Resolving Conflict: Don't Violate Biblical Principles
Paul writes, “All Scripture is inspired by God and profitable for teaching, for reproof, for correction, for training in righteousness” (2 Timothy 3:16). He also told us to look to the examples in the Bible to decide which course of action to take (1 Corinthians 10:11).
The information we need in resolving conflict is in the Bible. The problem is discovery, application and motivation. Good common sense, wise men and women, and what we learn from life experience are helpful. Outside advice must not, however, conflict with biblical principles.
Glorify God
Paul wrote, “…whatever you do, do all to the glory of God” (1 Corinthians 10:31). Resolving conflict falls under the umbrella of “whatever.” It is easy to forget about God when we are in the drama of resolving conflict. Our passions and pain get in the way, and all we can think of is our own problem, and desperately looking for a way of escape or winning.
Many years ago I became pastor of a church that had gone through a major split. I was sent there to try to pick up the pieces after about 80% of the members had gotten mad and left – including the pastor. The stories I heard scorched my ears! The fighting had escalated to the point of having fist fights out in the parking lot after evening church services!
According to the Bible teaching about resolving conflict, that did not glorify God.
Prayer
Jesus talked about church discipline, which always carries conflict with it. He said, “…if two of you agree on earth about anything that they may ask, it shall be done for them by My Father who is in heaven” (Matthew 18:19). He said to pray.
Prayer calls on Divine power, guidance, intervention, and wisdom in resolving conflict. It must, however, be followed up by enacting biblical principles that apply to the case – in other words, action.
Forgiveness
The Bible teaching about resolving conflict is unconditionally clear. Jesus instructed us in our prayer life, “And forgive us our debts, as we also have forgiven our debtors” (Matthew 6:12). Clinging to and nourishing vindictive grudges will eat our soul, rob our creativity, suck away our happiness – and unforgiveness is useless in resolving conflict.
And as Jesus pointedly taught, how can we expect God to forgive us when we don’t forgive others.
With this Bible teaching on resolving conflict, Esmie and I wish you the best. We hope you can take these principles and use them to your benefit, and the glory of God. Keep up your good work, stay encouraged, and God bless you in all your relationships. Keep up your study.
Dr. Willis and Esmie Newman
BIBLE STUDY QUESTIONS
1. According to the Bible teaching about resolving conflict, what is the goal in relationships? Explain your answer in terms of practical application.

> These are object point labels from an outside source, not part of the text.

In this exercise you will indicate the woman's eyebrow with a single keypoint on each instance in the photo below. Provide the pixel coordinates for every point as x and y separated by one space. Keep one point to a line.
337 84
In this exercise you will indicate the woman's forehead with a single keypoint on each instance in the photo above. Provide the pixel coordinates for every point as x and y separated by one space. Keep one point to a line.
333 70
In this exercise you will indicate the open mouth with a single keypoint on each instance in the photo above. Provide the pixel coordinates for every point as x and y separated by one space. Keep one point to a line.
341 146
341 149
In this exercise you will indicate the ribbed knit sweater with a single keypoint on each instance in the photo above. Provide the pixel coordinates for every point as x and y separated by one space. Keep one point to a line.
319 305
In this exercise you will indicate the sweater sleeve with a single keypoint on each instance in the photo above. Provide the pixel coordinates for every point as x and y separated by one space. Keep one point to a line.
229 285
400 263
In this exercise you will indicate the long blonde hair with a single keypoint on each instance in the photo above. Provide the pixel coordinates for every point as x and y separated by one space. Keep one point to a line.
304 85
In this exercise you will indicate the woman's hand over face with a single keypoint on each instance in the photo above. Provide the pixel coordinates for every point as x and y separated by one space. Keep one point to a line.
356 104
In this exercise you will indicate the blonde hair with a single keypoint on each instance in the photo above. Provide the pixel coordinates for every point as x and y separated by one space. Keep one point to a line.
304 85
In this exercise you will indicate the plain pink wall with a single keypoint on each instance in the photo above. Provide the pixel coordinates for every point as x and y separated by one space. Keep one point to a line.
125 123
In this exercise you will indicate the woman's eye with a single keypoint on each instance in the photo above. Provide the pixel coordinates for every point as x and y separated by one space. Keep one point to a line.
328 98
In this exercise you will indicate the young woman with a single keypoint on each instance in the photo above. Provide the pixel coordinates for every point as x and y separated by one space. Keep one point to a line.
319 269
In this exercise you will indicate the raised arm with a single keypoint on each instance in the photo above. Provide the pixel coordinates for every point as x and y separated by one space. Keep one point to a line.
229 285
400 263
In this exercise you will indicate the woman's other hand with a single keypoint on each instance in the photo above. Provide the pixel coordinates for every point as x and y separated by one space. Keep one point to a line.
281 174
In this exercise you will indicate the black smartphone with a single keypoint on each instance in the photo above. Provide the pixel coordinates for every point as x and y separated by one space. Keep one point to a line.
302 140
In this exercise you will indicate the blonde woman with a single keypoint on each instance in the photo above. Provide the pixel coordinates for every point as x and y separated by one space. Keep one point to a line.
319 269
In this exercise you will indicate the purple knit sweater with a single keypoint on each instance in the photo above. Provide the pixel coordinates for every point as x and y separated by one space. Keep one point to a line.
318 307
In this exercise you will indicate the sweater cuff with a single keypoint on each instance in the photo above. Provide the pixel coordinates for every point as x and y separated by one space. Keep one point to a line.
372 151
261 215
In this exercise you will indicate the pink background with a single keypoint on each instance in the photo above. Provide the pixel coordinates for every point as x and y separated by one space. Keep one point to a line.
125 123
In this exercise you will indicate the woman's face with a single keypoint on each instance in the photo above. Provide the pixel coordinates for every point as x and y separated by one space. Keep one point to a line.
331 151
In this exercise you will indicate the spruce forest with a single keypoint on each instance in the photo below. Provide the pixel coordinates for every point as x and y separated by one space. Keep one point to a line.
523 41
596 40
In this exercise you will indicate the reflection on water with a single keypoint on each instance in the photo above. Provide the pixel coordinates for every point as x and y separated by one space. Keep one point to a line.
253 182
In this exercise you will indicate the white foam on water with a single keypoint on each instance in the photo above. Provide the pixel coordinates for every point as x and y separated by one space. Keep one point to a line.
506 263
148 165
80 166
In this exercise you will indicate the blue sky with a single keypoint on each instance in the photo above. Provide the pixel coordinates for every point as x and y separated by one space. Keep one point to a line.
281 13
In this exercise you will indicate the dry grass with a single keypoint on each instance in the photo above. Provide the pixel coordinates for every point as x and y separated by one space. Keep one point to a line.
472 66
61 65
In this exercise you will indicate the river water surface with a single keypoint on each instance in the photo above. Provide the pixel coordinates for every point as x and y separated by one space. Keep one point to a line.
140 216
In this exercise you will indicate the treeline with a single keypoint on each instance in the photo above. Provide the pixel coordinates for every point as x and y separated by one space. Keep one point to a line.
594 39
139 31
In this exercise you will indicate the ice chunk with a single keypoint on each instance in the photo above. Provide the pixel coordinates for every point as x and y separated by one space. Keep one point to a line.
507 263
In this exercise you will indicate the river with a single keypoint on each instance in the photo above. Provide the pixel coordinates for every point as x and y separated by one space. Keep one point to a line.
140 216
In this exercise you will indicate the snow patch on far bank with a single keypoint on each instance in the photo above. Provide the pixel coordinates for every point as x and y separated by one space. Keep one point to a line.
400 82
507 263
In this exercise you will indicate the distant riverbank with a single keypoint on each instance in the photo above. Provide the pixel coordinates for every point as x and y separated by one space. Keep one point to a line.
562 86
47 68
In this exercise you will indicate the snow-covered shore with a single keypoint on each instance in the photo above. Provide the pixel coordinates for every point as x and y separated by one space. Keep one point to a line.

2. Think of a time when you were in a situation of conflict. Which of the principles of resolving conflict in this study did you apply successfully? Explain.
3. In that time of conflict, what principles of resolving conflict could you have improved on? Explain.
4. Why do you think resolving conflict is important to God? Explain in your own words.
5. Referencing the Bible teaching about resolving conflict, why do you think forgiveness is important? List five reasons for forgiveness, and five reasons for not forgiving.
6. In following God’s example of resolving conflict, who took the initiative (2 Corinthians 5:18, 19)? Should we do likewise? Explain.
7. In the Bible teaching about resolving conflict, explain the principles James give us (James 1:19, 20).
8. In the context of Philippians 1:27-2:7, explain the principles and process Paul went through in resolving conflict.
9. What is the role of Satan in conflict (2 Corinthians 2:10, 11; 1 Peter 5:8; Ephesians 6:11, 12)?
10. In this Bible teaching about resolving conflict, what stands out to you the most? Explain.